一聲尖銳的哨聲貫穿腦海,宣赢哽住,眼眶炸裂般地刺痛。
他低聲說:“沈休,我太讨厭這個世界了。”
宣赢确實蠻不講理,他滿是糾結憤懑但又倔強地不肯低頭,生怕自己苦心維持的高傲毀于一旦,這種病态的高傲促使他需要一次次推開周圍的人,也要讓被推開的人一次次回來,仿佛這樣才能證明他的份量。
然而他每次推開别人的同時也在放逐自己,他期盼有人來找回他,跟他低頭道歉,也害怕真的把人趕走,留他自己迷失在角落。

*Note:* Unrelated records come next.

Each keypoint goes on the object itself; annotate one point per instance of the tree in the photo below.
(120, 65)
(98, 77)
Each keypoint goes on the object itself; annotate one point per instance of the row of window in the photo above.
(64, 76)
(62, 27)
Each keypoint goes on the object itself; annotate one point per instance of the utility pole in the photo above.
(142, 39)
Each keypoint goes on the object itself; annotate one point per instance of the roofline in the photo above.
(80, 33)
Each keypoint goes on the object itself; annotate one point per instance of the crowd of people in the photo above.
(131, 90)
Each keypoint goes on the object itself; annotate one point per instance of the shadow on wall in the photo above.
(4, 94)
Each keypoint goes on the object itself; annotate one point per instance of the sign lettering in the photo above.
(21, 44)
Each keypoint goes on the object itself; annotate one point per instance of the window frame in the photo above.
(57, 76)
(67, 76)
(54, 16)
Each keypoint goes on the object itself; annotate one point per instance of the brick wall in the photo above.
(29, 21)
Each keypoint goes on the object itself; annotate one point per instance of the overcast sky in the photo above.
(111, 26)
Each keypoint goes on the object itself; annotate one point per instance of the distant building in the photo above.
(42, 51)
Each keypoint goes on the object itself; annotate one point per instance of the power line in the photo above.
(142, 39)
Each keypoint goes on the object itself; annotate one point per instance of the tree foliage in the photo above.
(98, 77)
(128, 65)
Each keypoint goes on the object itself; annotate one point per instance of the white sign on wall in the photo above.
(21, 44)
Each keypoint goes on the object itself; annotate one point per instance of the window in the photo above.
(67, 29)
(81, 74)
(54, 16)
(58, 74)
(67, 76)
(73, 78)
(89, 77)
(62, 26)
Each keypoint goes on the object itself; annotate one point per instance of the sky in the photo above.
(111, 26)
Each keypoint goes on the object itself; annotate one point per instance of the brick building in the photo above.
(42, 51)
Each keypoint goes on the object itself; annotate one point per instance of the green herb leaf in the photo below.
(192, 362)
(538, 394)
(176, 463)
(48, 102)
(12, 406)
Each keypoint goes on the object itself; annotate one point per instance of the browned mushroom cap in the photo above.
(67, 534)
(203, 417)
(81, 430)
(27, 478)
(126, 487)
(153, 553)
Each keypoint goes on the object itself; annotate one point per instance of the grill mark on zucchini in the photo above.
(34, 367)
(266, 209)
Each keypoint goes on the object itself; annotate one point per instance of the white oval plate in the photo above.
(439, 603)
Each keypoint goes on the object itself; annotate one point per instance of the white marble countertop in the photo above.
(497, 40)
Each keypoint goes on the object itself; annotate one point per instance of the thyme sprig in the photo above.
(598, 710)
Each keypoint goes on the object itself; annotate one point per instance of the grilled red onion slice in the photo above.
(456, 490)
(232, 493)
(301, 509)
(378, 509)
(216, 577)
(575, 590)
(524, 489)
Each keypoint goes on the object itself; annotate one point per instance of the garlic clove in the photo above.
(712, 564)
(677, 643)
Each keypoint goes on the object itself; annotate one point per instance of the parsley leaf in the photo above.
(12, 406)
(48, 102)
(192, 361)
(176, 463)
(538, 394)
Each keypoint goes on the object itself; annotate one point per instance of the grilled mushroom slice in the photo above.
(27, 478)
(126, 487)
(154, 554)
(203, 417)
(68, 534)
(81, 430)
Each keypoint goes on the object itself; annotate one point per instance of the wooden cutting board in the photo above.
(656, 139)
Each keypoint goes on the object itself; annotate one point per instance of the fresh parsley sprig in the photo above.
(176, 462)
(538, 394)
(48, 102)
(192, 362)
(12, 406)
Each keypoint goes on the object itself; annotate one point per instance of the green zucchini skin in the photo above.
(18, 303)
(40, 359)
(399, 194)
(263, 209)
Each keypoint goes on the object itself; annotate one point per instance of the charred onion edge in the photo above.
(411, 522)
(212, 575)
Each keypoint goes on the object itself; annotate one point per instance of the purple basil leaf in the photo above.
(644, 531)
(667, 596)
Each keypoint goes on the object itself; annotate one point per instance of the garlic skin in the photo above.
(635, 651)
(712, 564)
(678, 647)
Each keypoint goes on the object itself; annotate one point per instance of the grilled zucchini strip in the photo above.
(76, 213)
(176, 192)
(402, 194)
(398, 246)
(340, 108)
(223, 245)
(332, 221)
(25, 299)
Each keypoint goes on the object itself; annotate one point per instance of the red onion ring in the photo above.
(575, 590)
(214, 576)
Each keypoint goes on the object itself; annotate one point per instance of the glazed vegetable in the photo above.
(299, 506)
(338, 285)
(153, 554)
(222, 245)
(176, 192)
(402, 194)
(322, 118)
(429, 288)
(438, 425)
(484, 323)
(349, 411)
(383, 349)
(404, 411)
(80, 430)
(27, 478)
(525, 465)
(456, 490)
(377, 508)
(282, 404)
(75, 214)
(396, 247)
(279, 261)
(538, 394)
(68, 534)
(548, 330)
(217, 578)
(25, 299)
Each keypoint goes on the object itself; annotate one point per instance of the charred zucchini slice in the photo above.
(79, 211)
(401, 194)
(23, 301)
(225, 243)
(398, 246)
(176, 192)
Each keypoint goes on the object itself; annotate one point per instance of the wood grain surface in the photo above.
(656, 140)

“我歎氣是因為我心疼你。”沈休與宣赢共同生活多年,按照他的思維方式,把話說的很直接,“沒有指責你,更沒有嫌棄你,你就這麼傷我的心?”
被人一哄,連帶着沈休罕見地對他讨伐,宣赢如同一隻洩了氣的皮球:“對不起沈休。”
“你不聽話,阮揚說你不接電話。”沈休說,“早就該去複診了,我跟玥玥等了你半天。”
宣赢搖頭:“我不想去。”
沈休捏了下他肩膀,在這件事上不容拒絕:“明天哥陪你去。”
當晚任玥用小灰做要挾,将宣赢帶去了朗月住,清晨一早,她又負責拍門,等宣赢收拾完畢,交給了沈休帶去醫院。
一到醫院,消毒水的氣味開始持續逼迫宣赢的神經,奈何這次檢查項目多了幾項,好不容易結束後,宣赢跑到室外,蹲在樹邊幹嘔了一陣。
“睡眠怎麼樣?”阮揚看着檢查報告,如同一隻刻闆的機器,臉上不帶任何表情,“做噩夢嗎?”
宣赢端着一杯熱水:“還行,會做。”
“食欲怎麼樣?”
“想起來就吃。”
阮揚這時才看了他一眼,宣赢跟他對視,眼睛裡情緒很浮躁,阮揚知道,如果他敢說一些類似于勸解或者安慰的詞,那杯熱水估計就能到他臉上。
“程願回來了嗎?”阮揚問。
宣赢說:“沒有,開藥吧,我去拿就行。”
阮揚沒搭話,手指快速地敲着鍵盤,噼裡啪啦的聲響結束後,他将藥單直接遞給了一旁的沈休:“開完了,取完再回來。”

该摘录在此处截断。